Resources for Reflection
The following are some readings & reflections to provide you with inspiration for your growth and healing.
On Grief & Healing
"Pain becomes bearable when we are able to trust that it won't last forever, not when we pretend that it doesn't exist."
— Alla Bozarth-Campbell
God offers us, in our relationsnips, the perfect opportunities for maximal learning, but whether or not we choose to take advantage of those opportunities is completely up to us. If there is no sacred environment for the issues that emerge, unconsciousness-and ultimately pain-will dominate our interactions.
It's helpful to remember that she's known as much pain as you have known, he's as scared as you are, and no one here is perfect. When both people know that, in a conscious moment of shared compassion, our hearts are open. We can turn this deeper acceptance of each other into a disciplined compassion. Until we do that, we will always be tempted to attack, and whenever we attack one another, we are attacking ourselves. I remember saying to someone once, "To attack me is to attack us."
There is, inside all our heads, the ego's rabid attack dog. It is purely vicious toward others and toward ourselves as well. Learning to control that dog, and ultimately to end its life, is the process and purpose of enlightened relationships. - Enchanted Love: The Mystical Power of Intimate Relationship s, by Marianne Williamson
On Marriage and Dating
Leo Buscaglia, in his book, Loving Each Other: The Challenge of Human Relationships , asks respondents to define a loving relationship.

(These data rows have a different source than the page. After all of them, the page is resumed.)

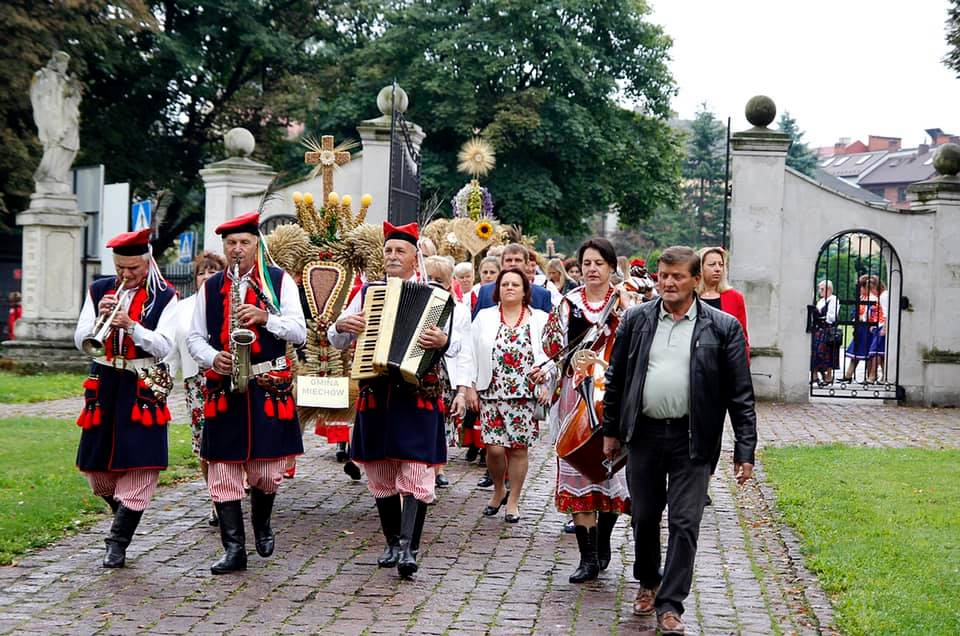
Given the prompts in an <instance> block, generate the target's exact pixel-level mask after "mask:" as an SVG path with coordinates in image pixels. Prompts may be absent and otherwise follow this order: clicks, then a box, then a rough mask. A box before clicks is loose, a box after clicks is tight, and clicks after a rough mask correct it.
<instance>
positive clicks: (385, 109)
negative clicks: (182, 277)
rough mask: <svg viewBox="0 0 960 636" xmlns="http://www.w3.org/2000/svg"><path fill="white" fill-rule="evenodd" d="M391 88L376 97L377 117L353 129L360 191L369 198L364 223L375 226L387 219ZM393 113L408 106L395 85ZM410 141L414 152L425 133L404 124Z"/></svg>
mask: <svg viewBox="0 0 960 636" xmlns="http://www.w3.org/2000/svg"><path fill="white" fill-rule="evenodd" d="M392 90H393V86H385V87H383V89H381V90H380V93H379V94H378V95H377V108H379V109H380V113H381V115H380V117H376V118H374V119H367V120H364V121H362V122H361V123H360V125H359V126H357V132H358V133H360V141H361V142H362V143H363V157H362V164H361V169H362V175H361V178H360V179H361V181H360V183H361V184H363V192H364V193H369V194H370V195H372V196H373V204H372V205H371V206H370V210H369V211H368V212H367V218H366V222H367V223H372V224H375V225H376V224H379V223H382V222H383V221H386V220H387V204H388V202H389V200H390V120H391V116H392V112H393V111H392V107H393V99H392V97H393V96H392ZM396 101H397V111H398V112H401V113H404V112H406V110H407V106H408V105H409V99H408V98H407V93H406V92H405V91H404V90H403V89H402V88H400V87H399V86H397V100H396ZM407 125H408V126H409V132H410V141H411V143H412V144H413V147H414V148H415V149H416V151H417V152H420V145H421V144H422V143H423V139H424V137H426V134H425V133H424V132H423V129H422V128H420V126H417V125H416V124H414V123H412V122H409V121H408V122H407Z"/></svg>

Here are a few I find to be thought provoking:
2— "A loving relationship is one in which there is a mutual caring about the growth and progress of each, where possessiveness gives way to offering the other to be his/her own person, where selfishness gives way to selfless giving, sharing and caring, where the lines of communication are kept open, where the good in each is maximized, the bad minimized."
3— "A loving relationship is one in which individuals trust each other enough to become vunerable, secure that the other person won't take advantage. It neither exploits nor takes the other for granted. It involves much communication, much sharing, and much tenderness."